Title: Stolen Moment
Summary: Daryl tries to help Merle out of a situation he's in but to do that he needs money, and fast. Easier said than done.
Notes: Apparently I wanted to write something different. It's AU but the characters are still gonna be true to themselves, just not the way they are if they're being killed by zombies. ;)
This might be a one shot, but I might consider extending it.


There was a table in a corner of the coffee shop and Daryl sat there, black coffee steaming between his hands as he scoped the place out.

The seat he'd chosen gave him a chance to study everyone around him in the bustling room. It was busy enough that he knew if the right opportunity presented itself, he'd be able to take advantage and not be spotted. He'd been watching a young couple who seemed so into one another that he was sure they'd slip up soon enough, but then his eye was drawn across the room to a woman's purse on the floor. No one beside it, the couple close by was busy cleaning up the mess their kids were making and Daryl didn't waste a moment more.

He left his seat and walked purposely down the narrow aisle, swooping down to pick the purse up quickly in a swift movement unnoticed as he made his way out of the shop. And as he stepped through the door, he knew he'd made it, knew he was clear, he just had to find a place out of the way to get the cash and dump the rest of it.

And he would have done it, if a woman hadn't come walking right into him in her haste to get into the coffee shop, walking straight into him with an oompf. She stumbled backwards slightly as her lean frame was no match for his sturdy build.

"My purse," she said noticing it in Daryl's hands and his eyes met hers. She seemed to come to the realisation that he was no good citizen looking for the owner, or about to head to the police station with the lost item at the same time the guilt hit him at what he was about to do.

His eyes dropped down from hers and he shifted nervously.

"Found it on the floor, was jus' lookin' for the owner. Thought ya might be out here somewhere," he said quickly.

She must have known it was a lie. There was nothing convincing about it. Nothing about Daryl that said he wouldn't rob from a woman given half the chance. He held the purse out to her roughly and she grasped at it.

"Thank you so much," she said, her voice sounding nervous despite her best attempts to hide it.

He looked at her briefly, the way her hands grasped around the purse in her hands and the bruise peaking out from the sleeve of her brown cardigan she wore.

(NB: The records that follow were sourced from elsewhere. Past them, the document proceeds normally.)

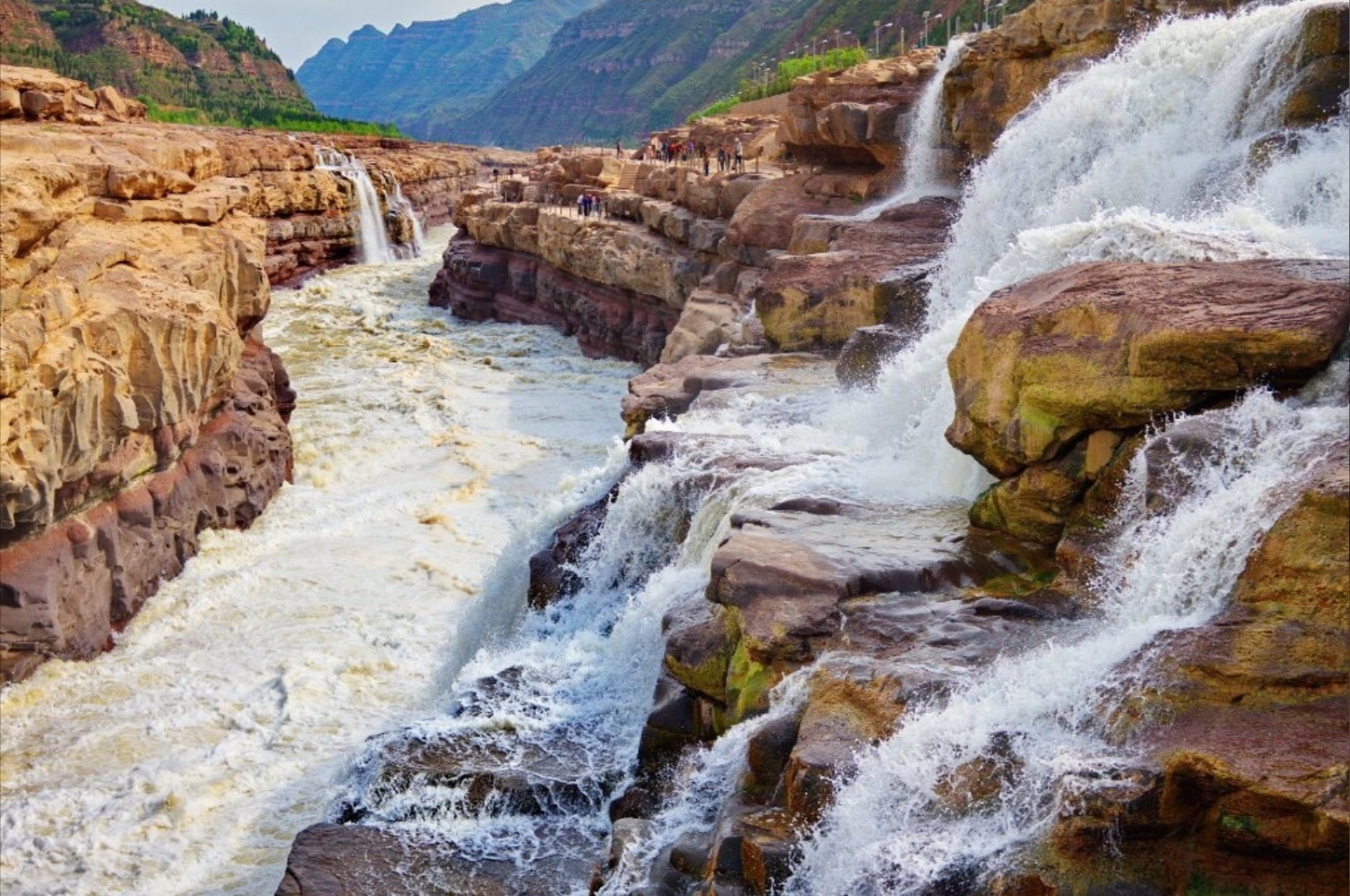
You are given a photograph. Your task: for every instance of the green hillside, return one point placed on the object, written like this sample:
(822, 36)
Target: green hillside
(202, 67)
(631, 67)
(425, 74)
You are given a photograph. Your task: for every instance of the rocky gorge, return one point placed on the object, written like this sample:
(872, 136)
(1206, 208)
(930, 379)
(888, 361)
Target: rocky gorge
(830, 633)
(141, 404)
(990, 544)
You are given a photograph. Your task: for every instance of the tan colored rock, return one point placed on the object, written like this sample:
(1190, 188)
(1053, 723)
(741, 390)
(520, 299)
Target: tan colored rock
(11, 103)
(1246, 764)
(1002, 70)
(1109, 346)
(845, 710)
(855, 116)
(871, 273)
(764, 219)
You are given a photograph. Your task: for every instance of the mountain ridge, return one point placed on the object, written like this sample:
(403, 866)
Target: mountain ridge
(402, 76)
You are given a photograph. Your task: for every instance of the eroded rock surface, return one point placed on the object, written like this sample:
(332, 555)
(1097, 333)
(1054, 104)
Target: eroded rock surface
(137, 400)
(1109, 346)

And then the way the fabric was pulled slightly down one side and he followed the movement to see a small girl holding onto her mother's cardigan, pulling the fabric as she held tight, most of her body hidden behind her mother's but he spotted her thin pale legs, littered with bruises too. He'd have dismissed them as a child being clumsy as they were prone too if he hadn't seen the mother's bruises too.

Either way, it was no concern of his.

He turned to leave before she called to him and he stopped, looked back to her. She was rifling through her purse. "A reward is the right thing to do..." she said as she fiddled to pull out a note from the few that she carried with her. "Here," she said, holding out a crumpled up twenty dollar bill.

"S'fine. Keep it. Buy something nice for your little girl."

She kept her hand extended, wanting him to take it but uncertain how to make him accept it. Her hand fell to her side when she realised there was nothing she could say. "Thank you," she repeated.

Daryl nodded slightly, angry with himself as he walked away.

He'd let Merle down. He needed the money. Needed Daryl to come through for him while he laid low at Daryl's place.

And he'd failed him. Like always.

Of course he had. he was a Dixon. Failure was in their blood.

He headed back home, ready to face Merle's wrath.